How does compression of Large Language Models affect their bias?

14th June 2024

In the last 18 months, large language models (LLMs) have sprung into public consciousness. Now, more than ever, you can read about how AI is so advanced it will take over our jobs but also problems with the models including political or racial biases. Whilst these models have proven to be useful tools, there clearly remains a way to go for improving how we work with them. I recently worked on a project that looked at tackling two of the issues identified with LLMs: the demands or their increasing size and the bias they demonstrate. Over a series of posts, I will now explore some of the themes involved. This is the second post in the series (see [Part 1 - Do LLMs have to be so big?](/llms/llm-size/, Part 2 - How can we make LLMs smaller?.

The question of how model compression interacts with bias was at the core of our research project, but we began by looking at existing work which has looked at similar questions.

What does published research show?

Multiple papers that explore this interaction between model compression and bias have been published, but the results are still inconclusive. There are two initial theories: compressing a model reduces bias by removing parts which encode the bias or compressing a model forces it all the more to rely more heavily on biases to make predictions.

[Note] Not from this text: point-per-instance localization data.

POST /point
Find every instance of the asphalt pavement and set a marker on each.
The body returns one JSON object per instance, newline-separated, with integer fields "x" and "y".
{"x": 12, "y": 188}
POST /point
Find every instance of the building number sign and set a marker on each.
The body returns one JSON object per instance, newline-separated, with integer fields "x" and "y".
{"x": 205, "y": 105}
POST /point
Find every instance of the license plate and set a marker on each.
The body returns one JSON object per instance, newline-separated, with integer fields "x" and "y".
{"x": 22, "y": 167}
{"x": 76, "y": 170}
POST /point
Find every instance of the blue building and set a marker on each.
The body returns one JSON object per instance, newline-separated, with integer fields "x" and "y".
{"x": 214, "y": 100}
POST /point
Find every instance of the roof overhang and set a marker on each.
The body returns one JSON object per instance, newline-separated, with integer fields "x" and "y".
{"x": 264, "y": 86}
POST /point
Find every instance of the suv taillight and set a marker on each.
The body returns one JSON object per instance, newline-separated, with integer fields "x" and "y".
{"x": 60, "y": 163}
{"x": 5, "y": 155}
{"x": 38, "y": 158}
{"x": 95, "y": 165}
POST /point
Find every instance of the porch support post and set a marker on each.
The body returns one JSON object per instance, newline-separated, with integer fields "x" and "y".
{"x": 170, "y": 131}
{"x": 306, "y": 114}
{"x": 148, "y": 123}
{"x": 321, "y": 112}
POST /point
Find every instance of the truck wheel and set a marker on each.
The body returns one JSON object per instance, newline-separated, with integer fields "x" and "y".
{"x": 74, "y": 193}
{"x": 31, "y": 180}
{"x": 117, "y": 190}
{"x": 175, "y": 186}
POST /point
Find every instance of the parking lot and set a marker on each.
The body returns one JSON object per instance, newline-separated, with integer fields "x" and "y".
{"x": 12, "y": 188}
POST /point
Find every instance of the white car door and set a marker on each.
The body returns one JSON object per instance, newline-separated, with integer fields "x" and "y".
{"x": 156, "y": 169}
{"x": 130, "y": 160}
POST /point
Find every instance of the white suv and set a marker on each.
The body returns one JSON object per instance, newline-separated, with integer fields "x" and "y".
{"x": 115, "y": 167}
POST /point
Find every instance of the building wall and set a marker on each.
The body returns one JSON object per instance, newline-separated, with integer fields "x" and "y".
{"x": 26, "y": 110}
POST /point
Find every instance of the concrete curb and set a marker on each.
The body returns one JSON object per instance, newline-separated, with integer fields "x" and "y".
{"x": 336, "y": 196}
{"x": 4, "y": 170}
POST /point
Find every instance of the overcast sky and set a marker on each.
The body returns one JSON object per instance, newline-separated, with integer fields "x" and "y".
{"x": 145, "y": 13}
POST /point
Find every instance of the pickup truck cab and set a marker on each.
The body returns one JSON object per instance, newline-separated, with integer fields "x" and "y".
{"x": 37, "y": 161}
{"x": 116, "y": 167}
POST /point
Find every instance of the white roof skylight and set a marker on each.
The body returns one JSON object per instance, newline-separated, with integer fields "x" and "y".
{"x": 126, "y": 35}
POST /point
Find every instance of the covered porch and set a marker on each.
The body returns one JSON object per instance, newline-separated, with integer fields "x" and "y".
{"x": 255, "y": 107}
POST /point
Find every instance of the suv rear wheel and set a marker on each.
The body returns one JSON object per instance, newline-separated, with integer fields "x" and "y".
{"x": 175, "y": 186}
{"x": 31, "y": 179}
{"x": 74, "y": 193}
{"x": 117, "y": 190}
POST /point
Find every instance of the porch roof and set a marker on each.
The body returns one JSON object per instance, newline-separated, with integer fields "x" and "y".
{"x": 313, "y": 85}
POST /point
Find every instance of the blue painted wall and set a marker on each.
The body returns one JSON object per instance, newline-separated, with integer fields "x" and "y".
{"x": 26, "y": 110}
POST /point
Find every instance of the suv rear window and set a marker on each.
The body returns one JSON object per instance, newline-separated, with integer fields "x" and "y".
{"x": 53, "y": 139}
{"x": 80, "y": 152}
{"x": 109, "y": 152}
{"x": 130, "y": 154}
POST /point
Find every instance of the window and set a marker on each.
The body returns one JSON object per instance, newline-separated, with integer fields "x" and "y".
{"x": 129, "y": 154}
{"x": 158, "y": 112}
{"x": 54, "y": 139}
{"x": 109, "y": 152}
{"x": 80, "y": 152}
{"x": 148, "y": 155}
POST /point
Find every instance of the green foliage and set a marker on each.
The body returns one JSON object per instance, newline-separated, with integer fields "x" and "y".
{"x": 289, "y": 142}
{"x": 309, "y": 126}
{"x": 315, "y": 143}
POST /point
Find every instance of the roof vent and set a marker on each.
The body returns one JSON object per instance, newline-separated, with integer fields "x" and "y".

Xu and Hu apply two different compression methods (knowledge distillation and structured attention head pruning) to a GPT2 model and find that this consistently reduces bias and toxicity. However, they are not confident about whether the bias measures of StereoSet and the WinoBias datasets actually measure the abstract concept because of their small dataset size.

Hessenthaler et al. and Ahn et al. also study the interaction of knowledge distillation and fairness, but they find the opposite effect. When measuring bias with a range of measures it generally increases when the model size is reduced.

Ramesh et al. explore a range of models and model compression methods (pruning in pre-training, distillation and quantisation), again with multiple bias measures. They find pruning and distillation generally amplify bias whilst quantisation reduces it, but only as the model also performs worse at the original task.

What did our project find?

Our project was developed on a RoBERTa model and we apply various pruning methods for model compression. We also evaluate bias with multiple measures because of potential issues with single measures identified previously. We explore different sizes of models and the bias they display.

Overall, there are no clear conclusions in the question of model compression vs bias. This is largely due to the frequent disagreement between the bias measures. Where one measure indicates a decrease in bias, another may indicate an increase. The bias measures do not agree with one another, which raises a question of whether or not they are actually able to measure bias at all. A major conclusion from our project is that more work should be done on developing a rigorous bias measure with theoretical grounding.

When we consider only the extrinsic bias measures, which should indicate the bias a model would demonstrate when actually in use, as models are compressed the bias decreases. However, this corresponds to a concurrent decrease in model performance on the actual task. We conclude that this is due to many bias measures rewarding randomness. A poorly performing model is generally choosing randomly as it has not learnt enough information for correct choices. Similarly, if a model randomly chooses between different bias categories e.g. male and female, a model can appear unbiased. This is a secondary problem that would need to be tackled if developing a future bias measure.

Whilst the project may not have given any clear answers to the original question, the importance of such work is not diminished. There remains clear benefits from considering model desirability in a more rounded way than simply how well it completes a task. Hopefully future research will be able to better measure model bias and facilitate a future where we can have more confidence in the LLMs we want to use.